Savaş kıyafetinin koruması olmadan, Xia Fei yüksek hızlarda koşarak geldiğinde vücudunda acı hissetti. Şans eseri, öncekinden çok daha dayanıklıydı çünkü Miras Gezegeni, orada geçirdiği yıl boyunca ona pek çok yeni teknik ve deneyim kazandırmıştı ve savaş giysisi olmadan süpersonik hızlarda seyahat etmek bunlardan sadece biriydi. Ancak bu aşırı hızlarda seyahat etmenin vücuduna bir miktar zarar vermesi kaçınılmazdı.
Birden-
Binanın kapıları açıldı. Siyahlar içinde dört adam çıktı; hepsi ellerinde tuhaf silahlar taşıyor.
Silahlar bir alev fışkırması gibiydi, hepsi düzensiz şekillerdeydi, şiddetli kılıçları göz kamaştırıcı gümüş renginde parlıyordu.
Siyahlı adamlardan biri omzunda dürülmüş bir yorgan taşıyordu ve görünüşe göre içinde biri varmış gibi görünüyordu.
Tam kapıdan çıkarken Xia Fei içeri girdi. Her iki taraf da birbirini fark etti.
Birkaç düzine metreden daha az bir mesafeyle, tepki vermesi için Xia Fei’ye 0,0001 saniye kaldı.
Siyahlı dört adam aynı anda iki gruba ayrılırken zımnen anlamış gibiydiler.

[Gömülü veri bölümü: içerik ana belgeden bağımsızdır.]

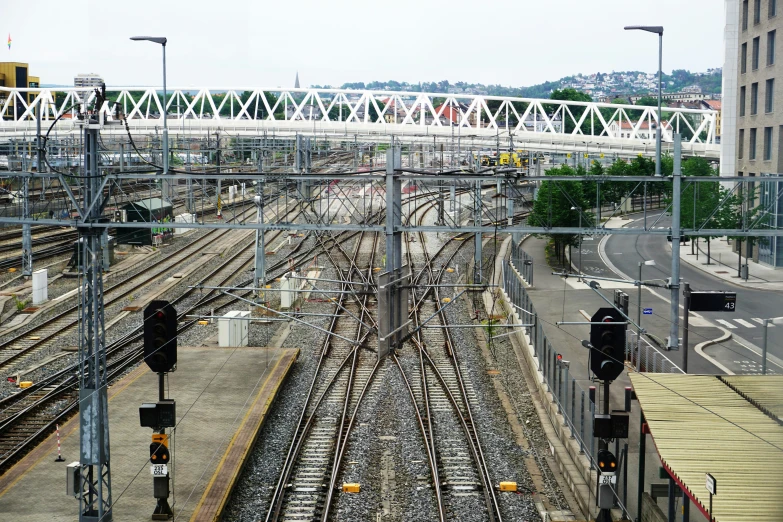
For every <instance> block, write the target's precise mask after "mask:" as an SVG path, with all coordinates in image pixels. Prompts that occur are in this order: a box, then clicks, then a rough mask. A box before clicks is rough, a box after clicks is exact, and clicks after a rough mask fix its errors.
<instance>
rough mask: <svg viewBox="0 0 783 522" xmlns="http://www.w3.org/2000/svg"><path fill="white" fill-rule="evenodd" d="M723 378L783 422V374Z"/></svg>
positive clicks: (772, 415)
mask: <svg viewBox="0 0 783 522" xmlns="http://www.w3.org/2000/svg"><path fill="white" fill-rule="evenodd" d="M721 379H723V381H725V382H726V384H728V385H729V386H731V387H732V388H734V390H735V391H736V392H737V393H739V394H740V395H742V396H743V397H745V398H746V399H748V400H749V401H750V402H752V403H753V404H754V405H756V406H757V407H758V408H760V409H761V410H762V411H764V412H765V413H767V414H768V415H769V416H770V417H774V418H776V419H777V420H778V421H781V422H783V376H780V375H727V376H725V377H721ZM781 487H782V488H783V486H781ZM781 493H783V492H781Z"/></svg>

Omzunda dürülmüş yorganı taşıyan siyahlı adam içeri çekilirken diğer üçü Xia Fei’ye saldırdı.
Bakışlarından Xia Fei, bu insanların da Nefes Kontrolüne benzer becerilere sahip olduğunu, auralarını mümkün olduğunca algılanamaz hale getirebildiklerini söyleyebilirdi. Ancak teknikleri Nefes Kontrolü kadar iyi değildi, bu yüzden öldürme niyetlerini tamamen gizleyemediler.
Bunların profesyonel katiller olduğu açıktı.
“Serbest bırakmak!” Xia Fei bağırdı ve on beş disk bıçağı, on beş farklı, güzel kavis halinde doğruca siyahlı üç adama doğru ilerledi. Bıçaklar tıpkı kasırga gibiydi, onların tüm kaçma şanslarını kesiyordu.
*Vızıltı.*
Kimsenin fark edemediği bir anda, Xia Fei siyahlı üç adamı geride bırakarak geride üç ceset bıraktı.
Xia Fei, birini elle öldürdü ve diğer ikisi psikokinezi kullanılarak öldürüldü.
Binanın içindeki siyahlı adam astlarının öldürüldüğünü görünce soğuk bir homurtu çıkardı ve binadan dağa doğru atladı. Aynı zamanda bir yere sinyal gönderecekmiş gibi kolundaki küçücük bir alete bastırdı.
Bilinmelidir ki, bu binanın arkasında inanılmaz derecede dik bir düşüş vardı; ondan düşen herkes kesin ölümle karşılaşacaktı.
Xia Fei’nin onu vadiye kadar takip ederken tereddüt edecek vakti bile yoktu.
Adamın taşıdığı kişinin Avril olup olmadığını bilmese de Xia Fei, on binde bir şansından bile asla vazgeçmezdi.